Jeanne Dortzal

Jeanne Dortzal

A Pierre Guédy

A Pierre Guédy

 

Terre, un de tes enfants, ce soir, vient de mourir!

Tu souffres comme moi d'avoir vu disparaître

Le plus fou de tes fils et le meilleur, peut-être.

Pour lui ton flanc profond, terre, vient de s'ouvrir!

 

Mais qu'importe la mort! Il me reste son âme!

Son âme m'appartient, je la réclame à Dieu!

Non, tu ne m'as pas dit un éternel adieu,

Je sens là, dans mon coeur, ton immortelle flamme!

 

Tu vivras désormais divinement en moi,

Penché sur ma douleur comme sur un abîme:

Du fond de mon passé, ton image sublime

Jettera sur mes jours sa grandeur et sa foi.

 

Puisque nul ici-bas n'a compris ta détresse,

Puisqu'on a fait silence autour de e tombeau,

Je leur dirai qu'un rêve emporta ton cerveau

Et que tu t'endormis, le coeur plein de tristesse.

 

Mais non, je me tairai, tu préfères cela,

Que t'importe après tout qu'on pleure sur ta vie!

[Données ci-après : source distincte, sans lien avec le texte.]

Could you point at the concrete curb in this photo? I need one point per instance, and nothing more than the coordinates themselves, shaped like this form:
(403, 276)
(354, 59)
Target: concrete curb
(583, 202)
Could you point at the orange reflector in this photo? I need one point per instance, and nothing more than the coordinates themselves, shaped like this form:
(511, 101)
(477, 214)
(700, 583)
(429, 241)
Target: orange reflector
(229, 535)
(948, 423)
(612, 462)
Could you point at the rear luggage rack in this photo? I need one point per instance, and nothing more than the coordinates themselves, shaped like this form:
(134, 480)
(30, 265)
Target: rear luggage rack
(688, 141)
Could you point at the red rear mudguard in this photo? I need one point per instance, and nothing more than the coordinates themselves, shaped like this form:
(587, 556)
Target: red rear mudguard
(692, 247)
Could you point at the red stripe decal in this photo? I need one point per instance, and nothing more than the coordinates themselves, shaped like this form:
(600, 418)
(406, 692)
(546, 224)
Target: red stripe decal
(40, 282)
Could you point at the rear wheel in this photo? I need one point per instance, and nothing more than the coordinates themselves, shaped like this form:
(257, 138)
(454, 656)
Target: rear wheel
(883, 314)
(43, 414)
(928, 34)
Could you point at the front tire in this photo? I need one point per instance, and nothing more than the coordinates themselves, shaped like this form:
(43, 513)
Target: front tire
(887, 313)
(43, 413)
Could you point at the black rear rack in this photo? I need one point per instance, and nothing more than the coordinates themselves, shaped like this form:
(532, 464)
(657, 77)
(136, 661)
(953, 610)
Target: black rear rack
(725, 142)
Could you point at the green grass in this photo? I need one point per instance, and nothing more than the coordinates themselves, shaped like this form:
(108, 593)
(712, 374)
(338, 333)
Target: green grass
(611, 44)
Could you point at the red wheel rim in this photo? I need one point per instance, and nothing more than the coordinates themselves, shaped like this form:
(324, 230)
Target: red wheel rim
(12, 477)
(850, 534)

Ne te suffit-il pas de ma mélancolie

Pour endormir un peu tes craintes d'au-delà?

 

Si ta plus pure essence en l'espace demeure,

Si tu souffres encore après avoir été,

C'est donc que le néant ne t'a pas emporté

Et que tu m'attendras jusqu'à ma dernière heure.

 

Dors en paix, dors en paix comme dans un berceau.

Va, la tombe est très douce à qui sait la comprendre:

Sommeil libérateur, où l'âme doit entendre

Tomber de sa prison quelque énorme barreau.

 

O mort, évasion, farouche apothéose,

Où pour un peu de terre on gagne un paradis!

Temple dont o n franchit d'un bond tous les parvis,

Où l'âme, sans effort, monte à l'Ame des choses!

 

Si mon amour pour toi fait plus triste mon front,

Si ma croyance est vaine et grande ma folie,

Songe que désormais mes rêves s'en iront

Vers le passé qui dort à l'ombre de ma vie.

 

"Plus jamais! plus jamais!" ont sangloté mes jours,

Tandis que, le front pâle, à genoux sur la pierre,

Je murmurais tout bas quelque sombre prière,

Qu'est-ce donc que ce Dieu qui raille nos amours?

 

Se souvient-il encor de de nos rêves fidèles,

Du grand frisson d'amour qui travers nos coeurs?

Que sont-ils devenus tous ces rêves vainqueurs

Qui passaient au galop au fond de nos cervelles?

 

Où sont les soirs profonds, les soirs calmes et forts

Où le ciel, à grands coups, battait dans nos poitrines?

Ma couronne d'amour s'est couverte d'épines

Et je mêle ma plainte au choeur triste des morts.

 

Elégies (Le jardin des Dieux), 1908.